Haïti est à la croisée des chemins. Et dans ce carrefour vital pour son avenir, elle est entourée pour citer l’écrivain René Depestre de la tendresse du monde. Particulièrement d’une société civile internationale venue au secours d’un peuple secoué terriblement par le séisme du 12 janvier. Une société civile qui à l’échelle de la planète se souvient devant tant de drames de son humanité et de l’insoutenable fragilité de l’être.
Le séisme qui a frappé le Chili vient en écho au drame haïtien amplifié par la grande vulnérabilité de notre environnement.

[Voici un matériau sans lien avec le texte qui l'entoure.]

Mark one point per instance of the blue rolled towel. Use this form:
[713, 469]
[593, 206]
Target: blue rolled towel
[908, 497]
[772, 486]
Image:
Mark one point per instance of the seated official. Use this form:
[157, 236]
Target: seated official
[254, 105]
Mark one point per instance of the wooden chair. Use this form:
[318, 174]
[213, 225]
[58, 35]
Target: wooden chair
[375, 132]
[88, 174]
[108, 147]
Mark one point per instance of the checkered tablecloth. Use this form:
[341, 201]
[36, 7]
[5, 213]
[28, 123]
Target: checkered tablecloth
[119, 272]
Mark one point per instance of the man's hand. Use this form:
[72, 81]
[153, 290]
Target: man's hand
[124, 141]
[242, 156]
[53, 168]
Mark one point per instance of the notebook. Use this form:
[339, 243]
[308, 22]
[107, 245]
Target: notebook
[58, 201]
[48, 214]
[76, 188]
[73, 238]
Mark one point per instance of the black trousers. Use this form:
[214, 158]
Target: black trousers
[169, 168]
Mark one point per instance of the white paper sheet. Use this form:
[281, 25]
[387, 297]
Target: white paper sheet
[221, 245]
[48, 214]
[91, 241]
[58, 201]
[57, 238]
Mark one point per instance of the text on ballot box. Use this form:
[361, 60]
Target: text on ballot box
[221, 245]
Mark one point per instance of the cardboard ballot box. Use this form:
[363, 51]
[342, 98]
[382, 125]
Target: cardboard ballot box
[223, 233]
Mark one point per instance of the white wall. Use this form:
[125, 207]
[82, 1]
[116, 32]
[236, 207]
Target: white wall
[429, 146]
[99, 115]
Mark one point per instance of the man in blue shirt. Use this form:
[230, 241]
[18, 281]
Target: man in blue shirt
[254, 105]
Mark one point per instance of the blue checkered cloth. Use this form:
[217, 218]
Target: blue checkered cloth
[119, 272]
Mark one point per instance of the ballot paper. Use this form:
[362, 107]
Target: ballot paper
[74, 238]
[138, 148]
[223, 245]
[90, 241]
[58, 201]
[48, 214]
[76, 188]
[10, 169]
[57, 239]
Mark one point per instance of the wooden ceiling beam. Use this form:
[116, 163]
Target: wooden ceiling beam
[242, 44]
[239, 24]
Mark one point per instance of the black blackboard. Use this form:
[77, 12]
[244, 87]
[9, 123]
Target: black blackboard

Il vient attirer une fois de plus notre attention sur la nécessité de se préparer aux défis environnementaux et d’habiter l’espace haïtien de manière conséquente. Le nombre de victimes chiliennes se compte par centaines par rapport à l’hécatombe survenue en Haïti.
Il ne s’agit nullement ici de comparer les souffrances, mais il semble que les horribles statistiques du 12 janvier ne sont pas une fatalité et qu’il est possible, à l’avenir, de mieux protéger une population par rapport à ces coups bas venus des entrailles de la terre.
Un peu partout au pays et dans la diaspora, on parle de l’opportunité à ne pas rater et de la terrible leçon de la nature qu’il faut méditer et transformer. Nous ne cesserons pas d’insister sur la nécessité pour le chef de l’Etat d’associer les forces vives du pays au projet de refondation qui fait son chemin dans les cœurs et les esprits, pour qu’au-delà du slogan, nous marchons unis sur les sentiers de la nouvelle Haïti.
Cette ouverture est nécessaire pour casser les polarisations improductives et les enchères politiciennes, elle est nécessaire parce que dans l’état actuel ou il se trouve, notre pays a grand besoin de dispositions historiques et ambitieuses à la mesure de l’actuel défi. Entouré de la sollicitude du monde, balloté en plein milieu d’une géopolitique ou souffle par moments des vents contraires, le pays a besoin de toutes ses compétences et d’une certaine élévation patriotique.
A ce propos les rencontres et colloques qui se multiplient ici et en diaspora participent de cette frénésie de bâtir cette grande nation trop longtemps resté à l’état de promesse, et relève du droit de notre peuple à vivre dans un Etat moderne et solidaire.
La rencontre de Montréal des 4 et 5 mars qui se veut le colloque de la refondation est un signe que les Haïtiens veulent se projeter dans l’avenir de manière responsable, sans laisser à la seule communauté internationale le pilotage de cette reconstruction. Haïti a ici la possibilité d’inventer une nouvelle coopération, après avoir réveillé la tendresse du monde.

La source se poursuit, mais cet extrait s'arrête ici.